Our attempt at Montessori-style music composition with blocks

With a team of new friends, I got to build a musical instrument that combines LEGOs and Arduino. An ultrasonic distance sensor hangs under a gantry and plays different notes according to the LEGOs underneath it. Our hurried first build was fragile, but pulled off a successful live demo in front of the audience.

(We called it FORTissimo since you could build LEGO forts that make loud noises.)

Thanks to Nora’s suggestion to join the facebook group Hackathon Hackers, I found out about an event I couldn’t pass up: a music/technology hackathon put on by a the People’s Music School (@PeoplesMusicSch ). Only trouble was I was living 300 miles away at a cabin in the woods of Southern IL. Luckily I wasn’t too far from an Amtrak station, and I scheduled a roundtrip on the City of New Orleans inside of the 24 hours I had off work (it seemed that way at the time).


After a few hours of spotty sleep on the train, and a drowsy cab ride to Merchandise Mart, I can’t tell you how refreshing it was to walk off the elevator into a sunlit atrium filled with the sounds of a string quartet. Throughout the day a few students of the music school would set up in one room or another to give a soundtrack to the brainstorming and building. It was awesome.

This was the first hackathon I’d participated in. The way teams were divvied up was a bit awkward: after opening remarks, the audience was asked if anyone had an idea for a team yet — perhaps they were expecting more small groups to show up ready to go, but I think most of the people came as individuals. So instead a few people introduced themselves and said what comes to their mind when they think about tech / music / education. I introduced myself and said I liked to use Arduino to teach music and coding.

In the coffeecake fueled team-forming mingling that came afterward, I was approached by a couple different people who had ideas for software to help people learn music, and I ended up sitting down with a couple of women who had kids studying music — it was a lot of fun to think about what makes practicing difficult for anyone (I had dropped out of music school a few years before partly because I couldn’t quite stomach the 4 hours a day in the practice booth that my professors recommended).

We identified that the repetition of material coupled with the lack of feedback makes sitting in a practice room a pretty dull experience. So we brainstormed ways of automating feedback — perhaps a program could take a recorded example of a teacher playing a passage, and compare a student trying to copy it. I still think a computer could quickly point out wrong notes and wrong timing so that you don’t practice the same passage incorrectly over and over, but we agreed that replacing a music teacher with an app was pretty pie-in-the-sky.

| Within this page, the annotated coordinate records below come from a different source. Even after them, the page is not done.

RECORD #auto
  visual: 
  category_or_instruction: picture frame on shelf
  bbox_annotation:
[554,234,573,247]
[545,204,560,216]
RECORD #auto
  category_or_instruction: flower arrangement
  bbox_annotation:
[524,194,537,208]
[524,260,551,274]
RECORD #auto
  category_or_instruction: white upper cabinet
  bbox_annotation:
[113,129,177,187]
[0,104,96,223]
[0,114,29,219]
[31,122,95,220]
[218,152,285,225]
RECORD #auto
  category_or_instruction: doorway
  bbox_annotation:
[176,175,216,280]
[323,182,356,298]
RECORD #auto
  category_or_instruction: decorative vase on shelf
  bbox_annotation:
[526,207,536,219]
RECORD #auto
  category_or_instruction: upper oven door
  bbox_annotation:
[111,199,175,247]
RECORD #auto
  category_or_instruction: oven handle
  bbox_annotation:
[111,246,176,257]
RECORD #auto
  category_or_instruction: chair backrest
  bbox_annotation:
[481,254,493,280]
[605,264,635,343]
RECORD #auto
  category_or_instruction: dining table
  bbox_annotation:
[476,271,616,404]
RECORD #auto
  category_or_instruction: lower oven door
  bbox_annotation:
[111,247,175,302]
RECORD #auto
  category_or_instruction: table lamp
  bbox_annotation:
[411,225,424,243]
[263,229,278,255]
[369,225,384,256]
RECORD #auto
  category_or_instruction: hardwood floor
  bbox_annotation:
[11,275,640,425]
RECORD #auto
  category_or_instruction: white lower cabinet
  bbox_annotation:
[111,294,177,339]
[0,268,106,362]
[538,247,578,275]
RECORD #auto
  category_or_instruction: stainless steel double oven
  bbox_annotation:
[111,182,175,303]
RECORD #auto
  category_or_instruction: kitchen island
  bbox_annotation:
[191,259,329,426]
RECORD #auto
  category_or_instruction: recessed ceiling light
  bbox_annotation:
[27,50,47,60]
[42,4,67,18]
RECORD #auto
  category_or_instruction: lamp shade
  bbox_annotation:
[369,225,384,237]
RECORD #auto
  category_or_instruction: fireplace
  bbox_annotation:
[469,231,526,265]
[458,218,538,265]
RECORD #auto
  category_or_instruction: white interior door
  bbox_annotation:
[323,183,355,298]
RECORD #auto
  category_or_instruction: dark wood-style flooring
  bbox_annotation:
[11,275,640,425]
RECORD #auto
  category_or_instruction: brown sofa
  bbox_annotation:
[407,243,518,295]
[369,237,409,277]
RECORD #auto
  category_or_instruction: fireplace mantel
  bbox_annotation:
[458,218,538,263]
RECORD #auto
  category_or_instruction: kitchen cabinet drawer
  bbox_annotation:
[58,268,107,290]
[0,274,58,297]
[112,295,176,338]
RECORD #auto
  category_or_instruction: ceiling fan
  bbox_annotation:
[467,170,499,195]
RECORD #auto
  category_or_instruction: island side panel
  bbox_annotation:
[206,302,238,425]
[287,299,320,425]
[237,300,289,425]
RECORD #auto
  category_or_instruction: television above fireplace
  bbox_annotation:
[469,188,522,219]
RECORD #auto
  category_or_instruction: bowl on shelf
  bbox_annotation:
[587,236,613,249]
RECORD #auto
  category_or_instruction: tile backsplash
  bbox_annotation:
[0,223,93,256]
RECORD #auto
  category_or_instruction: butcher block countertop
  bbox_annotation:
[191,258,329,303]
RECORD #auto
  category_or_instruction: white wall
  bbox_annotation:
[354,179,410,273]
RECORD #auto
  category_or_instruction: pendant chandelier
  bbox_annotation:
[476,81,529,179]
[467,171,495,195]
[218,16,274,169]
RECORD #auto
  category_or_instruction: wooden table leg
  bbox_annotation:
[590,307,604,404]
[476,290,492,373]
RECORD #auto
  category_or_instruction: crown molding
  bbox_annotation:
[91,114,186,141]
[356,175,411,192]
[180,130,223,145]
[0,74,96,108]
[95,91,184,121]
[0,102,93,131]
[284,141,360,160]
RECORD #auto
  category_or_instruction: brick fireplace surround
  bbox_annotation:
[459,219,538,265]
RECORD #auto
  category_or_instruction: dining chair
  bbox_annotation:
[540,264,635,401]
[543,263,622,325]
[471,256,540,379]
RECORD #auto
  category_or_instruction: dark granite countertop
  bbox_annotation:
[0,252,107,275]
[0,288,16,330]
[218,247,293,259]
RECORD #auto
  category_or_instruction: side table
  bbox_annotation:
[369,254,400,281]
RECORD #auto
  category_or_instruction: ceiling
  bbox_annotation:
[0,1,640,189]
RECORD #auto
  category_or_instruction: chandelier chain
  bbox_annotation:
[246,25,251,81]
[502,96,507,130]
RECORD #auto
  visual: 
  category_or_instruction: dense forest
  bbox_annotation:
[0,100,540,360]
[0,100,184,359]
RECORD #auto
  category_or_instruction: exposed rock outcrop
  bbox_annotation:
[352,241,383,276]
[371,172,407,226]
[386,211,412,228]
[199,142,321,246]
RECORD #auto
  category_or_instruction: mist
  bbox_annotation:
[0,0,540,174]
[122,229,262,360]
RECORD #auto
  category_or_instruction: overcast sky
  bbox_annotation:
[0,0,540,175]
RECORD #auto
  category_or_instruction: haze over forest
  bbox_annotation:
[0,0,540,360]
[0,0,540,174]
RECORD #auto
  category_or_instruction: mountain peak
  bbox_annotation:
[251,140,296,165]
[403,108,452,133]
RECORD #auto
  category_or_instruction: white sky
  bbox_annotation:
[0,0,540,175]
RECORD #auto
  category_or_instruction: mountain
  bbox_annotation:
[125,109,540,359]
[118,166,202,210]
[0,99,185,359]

People’s movement from one team to another was pretty fluid, which was great — it meant ideas got around. Having people work around each other openly, brainstorming on white boards makes it pretty easy to join a conversation, and not long after, join a team. After bouncing ideas off a few different people during the morning, I came across a table scattered with LEGOs. Alex and Ania had brought their hack-kit with them and already had some beeps going on while constructing lego towers. Of course I sat down to ask them what they had going on. Alex had seen an Instuctables for an Arduino Distance Sensor with Buzzer and LED before coming to the hackathon and brought his Arduino, distance sensor, and piezo buzzer. After catching me up, he complained that his main concern is that the buzzer wasn’t a loud enough output. I showed him that it was really easy to control the sound from a laptop via Arduino, but he insisted that he doesn’t want the product to be tethered to a computer to work. Luckily (well, I was going to a music-tech hackathon) I had speakers and transistors in my laptop bag and built two simple one-transistor amplifiers to output some simple square wave tones. We rubber-banded the mini breadboard to the top of their gantry. Happy with the improvement, they let me join their team and commence a couple hours of programming and debugging to get each note of a major scale to be triggered by a particular height of LEGOs.

Note the kid in the background who looks jealous that we got to play with LEGO.

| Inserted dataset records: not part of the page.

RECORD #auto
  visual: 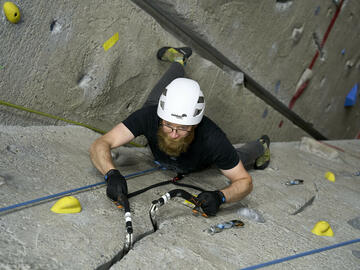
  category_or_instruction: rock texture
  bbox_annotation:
[0,126,360,269]
[0,0,360,143]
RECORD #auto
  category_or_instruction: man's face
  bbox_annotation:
[157,120,195,157]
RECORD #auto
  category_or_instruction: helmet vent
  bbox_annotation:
[194,109,202,117]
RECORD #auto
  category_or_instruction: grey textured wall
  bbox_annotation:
[0,0,360,143]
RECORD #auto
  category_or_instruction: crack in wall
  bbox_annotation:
[131,0,327,140]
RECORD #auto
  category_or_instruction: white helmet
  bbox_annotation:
[157,78,205,125]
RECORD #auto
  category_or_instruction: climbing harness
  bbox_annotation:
[96,174,207,270]
[149,189,200,232]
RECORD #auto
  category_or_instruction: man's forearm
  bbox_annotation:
[90,140,115,175]
[221,178,253,202]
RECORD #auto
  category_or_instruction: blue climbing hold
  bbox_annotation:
[344,83,359,107]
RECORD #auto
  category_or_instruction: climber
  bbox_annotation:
[90,47,270,215]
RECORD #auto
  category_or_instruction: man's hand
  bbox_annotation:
[197,190,225,216]
[105,170,128,201]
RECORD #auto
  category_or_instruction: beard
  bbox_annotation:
[157,126,195,157]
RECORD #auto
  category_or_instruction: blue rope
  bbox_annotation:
[0,167,161,213]
[241,238,360,270]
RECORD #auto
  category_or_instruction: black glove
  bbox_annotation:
[105,170,128,201]
[197,190,225,216]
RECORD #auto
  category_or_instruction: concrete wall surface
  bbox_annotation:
[0,0,360,143]
[0,126,360,270]
[145,0,360,139]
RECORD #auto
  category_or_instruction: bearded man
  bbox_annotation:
[90,47,270,215]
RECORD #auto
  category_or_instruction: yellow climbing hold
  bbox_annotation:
[325,172,335,182]
[311,221,334,236]
[51,196,81,214]
[103,33,119,52]
[3,2,20,23]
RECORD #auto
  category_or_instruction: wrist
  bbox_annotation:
[104,169,121,181]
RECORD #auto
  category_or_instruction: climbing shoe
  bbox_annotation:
[156,47,192,66]
[254,135,270,170]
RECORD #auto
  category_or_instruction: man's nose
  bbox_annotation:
[170,129,179,139]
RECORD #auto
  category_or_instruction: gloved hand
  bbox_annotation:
[105,170,128,201]
[197,190,225,216]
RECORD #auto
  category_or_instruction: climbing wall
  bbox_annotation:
[0,0,360,143]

The live demo went great, playing a melody up and down a major scale (cleverly avoiding the bug we never worked out when going from the highest tower back down to nothing). Among the rest of the presentations, ours was the only one that was more than theoretical (though there were some web mockups that were pretty impressive for 6 hours of design time). I’d still like to explore software that compares a student practicing to some standard and tells the student what they can do to improve. I’d also like to actually build FORTissimo as a kit. It really would be pretty cheap and versatile. But for now it was just a fun weekend.